In foto la scrittrice Anna Maria Ortese (1914-1998)
Sognante e coinvolgente, delicata nel narrare favolistico Anna Maria Ortese (1914-1998), anche quando rivisita, criticamente, autori e luoghi e mode e atmosfere che l’hanno preceduta.
Sono gli scritti di «Da Moby Dick all’Orsa Bianca» che l’Adelphi ha recentemente (ri)pubblicato continuando l’opera di riproposizione di tutti i libri che la scrittrice ha composto e portato al pubblico [con appendice e note di Monica Farnetti]. Troviamo qui titani del calibro di un Leopardi, di un Hemingway, di Saffo, di Thomas Mann, di Cechov, di Dostoevskij, della Morante e di tanti tanti altri che vengono a formare “un’autentica voce, un richiamo, un grido che turbi, una parola che rompa la nebbia in cui dormono le coscienze, il lampo di un giorno nuovo”.
Questa è la letteratura e tale è il compito che ad essa spetta secondo la Nostra. Compito nobile e approccio diverso senza dubbio da quello della critica paludata e accademica alla quale si è abituati; un linguaggio, il suo, davvero lontano distanze abissali, ed evocante oggetti e persone, romanzi e poesie.

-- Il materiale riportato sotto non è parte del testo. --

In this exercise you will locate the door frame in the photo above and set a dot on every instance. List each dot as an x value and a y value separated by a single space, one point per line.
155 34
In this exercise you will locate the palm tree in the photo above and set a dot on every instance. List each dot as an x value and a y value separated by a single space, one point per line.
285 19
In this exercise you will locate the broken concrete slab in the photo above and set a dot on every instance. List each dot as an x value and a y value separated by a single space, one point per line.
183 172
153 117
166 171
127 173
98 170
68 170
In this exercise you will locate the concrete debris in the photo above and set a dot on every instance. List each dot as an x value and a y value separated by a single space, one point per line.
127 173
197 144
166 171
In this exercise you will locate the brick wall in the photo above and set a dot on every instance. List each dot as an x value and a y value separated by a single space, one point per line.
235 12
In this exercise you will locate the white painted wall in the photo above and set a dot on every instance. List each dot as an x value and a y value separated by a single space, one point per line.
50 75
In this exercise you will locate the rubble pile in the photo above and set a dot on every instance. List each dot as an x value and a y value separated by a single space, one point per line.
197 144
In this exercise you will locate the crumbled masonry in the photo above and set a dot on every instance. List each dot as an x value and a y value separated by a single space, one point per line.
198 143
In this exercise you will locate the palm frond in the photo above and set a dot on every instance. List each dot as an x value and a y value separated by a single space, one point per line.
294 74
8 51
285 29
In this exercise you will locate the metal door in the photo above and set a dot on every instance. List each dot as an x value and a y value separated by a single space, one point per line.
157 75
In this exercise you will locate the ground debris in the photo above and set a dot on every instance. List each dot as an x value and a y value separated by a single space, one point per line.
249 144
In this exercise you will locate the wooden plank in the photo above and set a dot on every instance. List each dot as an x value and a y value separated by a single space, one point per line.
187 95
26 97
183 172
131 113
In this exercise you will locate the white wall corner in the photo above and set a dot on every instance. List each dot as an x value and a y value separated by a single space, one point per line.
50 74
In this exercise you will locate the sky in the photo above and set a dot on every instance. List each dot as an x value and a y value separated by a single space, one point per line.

Una magia, quella della sua parola, che “ti costringe” a leggere e a meditare diversamente versi o prose o saggi che scopri così come fosse davvero la prima volta; e un modo nuovo ne deriva di leggere pagine che avevi già letto o versi che ti avevano commosso. E’ il caso, ad esempio, di quell“A Silvia” evocata poeticamente in un viaggio, fisico ed ideale, alla tomba del Recanatese, quasi un pellegrinaggio.
Da Moby Dick all’Orsa Bianca»,di Anna Maria Ortese, pp. 187, Adelphi, Milano, 2011,Euro 13,00
Più che di pagine critiche vere e proprie (ma lo sono, e certamente molto di più) sono queste delle folgoranti meditazioni, passionali e coinvolgenti, sull’uomo, sulla storia, sulla cultura, sull’universo. Una profonda vena di malinconia le accomuna, e un senso dell’esistenza accorata e triste dove la realtà, o almeno quella che passa per tale, fa tutt’uno col sogno, e le cose e le persone partecipano e trasmettono un’atmosfera favolosa e irreale,
impalpabile, quasi una confessione delicata dell’animo, sincera e sofferta.
La narratrice Ortese fa tutt’uno qui con la Ortese critica; confermandosi comunque scrittrice di gran rilievo, poetica e familiare; e umanissima sempre, con quella sua paura del vivere, quella ritrosia, quel suo dire e non dire insieme, ove le creature tutte, quelle fantastiche e quelle reali, vivono un mondo che più vero e passionale di così è difficile a trovarsi.
«Ho sempre avuto paura di parlare – ha confessato una volta la Ortese – perché è difficile dire la verità. Nel senso che quando racconto un episodio, lo racconto così come lo ricordo e in quel momento sono convinta che il ricordo corrisponda alla realtà. Invece la realtà potrebbe essere un’altra…».
E’ per questo che i poeti e gli scrittori di cui lei parla ci appaiono nuovi e antichi insieme, e tutti da scoprire come non avevamo mai prima immaginato, perché la Ortese apre qui il suo cuore e la sua anima, e le parti del tutto vanno poi a fondersi in un “unicum” ove individui e cose si fanno sanguigni e veri, dividendo insieme, anche se in maniera e misura diverse, inquietudini e speranze del quotidiano.
Nessuno, l’uomo comune e l’artista, è tuttavia veramente solo su questa terra, anche se par faccia di tutto per esserlo, soprattutto per il male arrecato più o meno coscientemente agli altri. L’uomo e l’artista finiscono così col diventare “animale e pianta”, oltre che ragione e fantasia e stella e notte e vento.
Una Ortese sorprendente che, sinceramente, non conoscevamo prima, risolventesi in un misto di irrazionalità e di logica, una coscienza intrigante e bambina la sua, e una consapevolezza che le grandezze e le miserie degli umani appartengano poi davvero a tutti, di là da diversità culturali, tempi e geografie.